Insoweit stehen wir nun in Kriegs- und Multikrisenzeiten – gefühlt: mehr denn je – vor einem gewaltigen Berg neuer Herausforderungen. Unsere Demokratie bedrohen nicht nur massive äußere Krisen, und Mächte und Menschen, die sie abschaffen wollen, sondern auch innere Faktoren, die unseren öffentlichen Diskurs erschweren. Jeder, jede von Ihnen kann aus dem eigenen Umfeld viel dazu sagen. Für mich persönlich sind wichtige Punkte: Zu wenig Zeit für die Flut an Informationen zu rasch veränderlichen, oft hoch komplexen Themen, auch um emotional noch nachzukommen. Zu wenige eingespielte Formate zur Begegnung auch mit Andersdenkenden, anders Sprechenden im „realen Leben“. Zugleich umfassende Veränderung des Lebens, des Miteinanders durch so genannte Social Media – damit meine ich nicht nur die Verrohung des Umgangs miteinander, sondern vieles mehr, zum Beispiel eine ganz andere Art, Informationen aufzunehmen.

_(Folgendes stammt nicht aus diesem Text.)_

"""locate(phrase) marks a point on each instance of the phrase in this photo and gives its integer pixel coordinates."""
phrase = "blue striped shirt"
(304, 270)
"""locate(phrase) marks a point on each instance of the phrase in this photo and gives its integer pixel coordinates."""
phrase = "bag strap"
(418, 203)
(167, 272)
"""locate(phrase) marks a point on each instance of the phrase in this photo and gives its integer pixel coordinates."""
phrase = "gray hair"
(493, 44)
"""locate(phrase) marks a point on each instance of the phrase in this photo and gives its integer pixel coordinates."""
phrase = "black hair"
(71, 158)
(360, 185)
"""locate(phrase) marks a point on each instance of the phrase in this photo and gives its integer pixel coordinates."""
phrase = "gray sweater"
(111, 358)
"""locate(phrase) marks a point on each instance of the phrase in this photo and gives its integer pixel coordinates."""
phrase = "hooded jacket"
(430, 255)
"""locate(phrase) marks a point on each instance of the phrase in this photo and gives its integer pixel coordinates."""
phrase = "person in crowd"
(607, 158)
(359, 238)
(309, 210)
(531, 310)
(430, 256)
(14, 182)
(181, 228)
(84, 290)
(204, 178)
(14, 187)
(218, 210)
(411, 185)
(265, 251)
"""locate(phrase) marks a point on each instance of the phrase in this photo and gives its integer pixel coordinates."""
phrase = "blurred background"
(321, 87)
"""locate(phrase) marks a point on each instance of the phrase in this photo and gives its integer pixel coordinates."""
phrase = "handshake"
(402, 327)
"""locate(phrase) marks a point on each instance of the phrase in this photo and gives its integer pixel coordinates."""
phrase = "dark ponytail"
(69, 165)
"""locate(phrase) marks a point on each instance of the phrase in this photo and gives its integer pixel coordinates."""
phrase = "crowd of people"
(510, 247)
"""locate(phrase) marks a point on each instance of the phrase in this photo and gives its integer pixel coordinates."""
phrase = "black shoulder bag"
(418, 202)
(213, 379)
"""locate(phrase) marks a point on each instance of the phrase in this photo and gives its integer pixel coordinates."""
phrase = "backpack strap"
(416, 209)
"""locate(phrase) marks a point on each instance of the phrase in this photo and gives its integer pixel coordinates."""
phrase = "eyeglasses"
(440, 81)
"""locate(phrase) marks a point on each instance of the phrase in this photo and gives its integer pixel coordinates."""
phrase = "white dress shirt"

Für mich gehört aus meinem Hauptberuf als Anwältin dazu schließlich die Erfahrung, dass für die Bürgergesellschaft zentral wichtige Fragen, trotz Bemühungen um Transparenz, zu oft nur in „Expertenblasen“ diskutiert und entschieden werden. Etwa rund um die grundlegenden Veränderungen – Chancen und Risiken –, die der Einsatz von Künstlicher Intelligenz überall, auch im öffentlichen Diskurs, gerade mit sich bringt. Toll, dass in Brüssel soeben eine Einigung auf eine KI-Verordnung möglich war! Noch besser, wenn viel mehr Menschen jetzt mitdiskutieren könnten bei den großen Weichenstellungen, wie wir zum Beispiel konkret damit umgehen, dass Fakten von Fakes ununterscheidbar werden oder dass immer weitreichender Algorithmen unsere Aufmerksamkeit lenken und für uns Entscheidungen treffen. Warum nicht eine Einbindung der „Schwarmintelligenz“ aller Anwender, zum Beispiel in Form bunt gemischter Bürgerräte, die auch Empfehlungen formulieren ?… Hier verlasse ich das Terrain des Grundgesetzes in Richtung Europa (wobei auch spannend sein wird, wann oder wie die deutsche Verfassungsgerichtsbarkeit sich hier einbringen wird…). Aber ich verlasse es nur scheinbar, denn die drei Ebenen Land, Bund, Europa sind heute auch dank der Weichen in unserer Verfassung eng miteinander verbunden.

In diesem Sinne: herzlichen Glückwunsch uns allen zu 75 Jahren Grundgesetz – und vielen Dank für Ihre Aufmerksamkeit!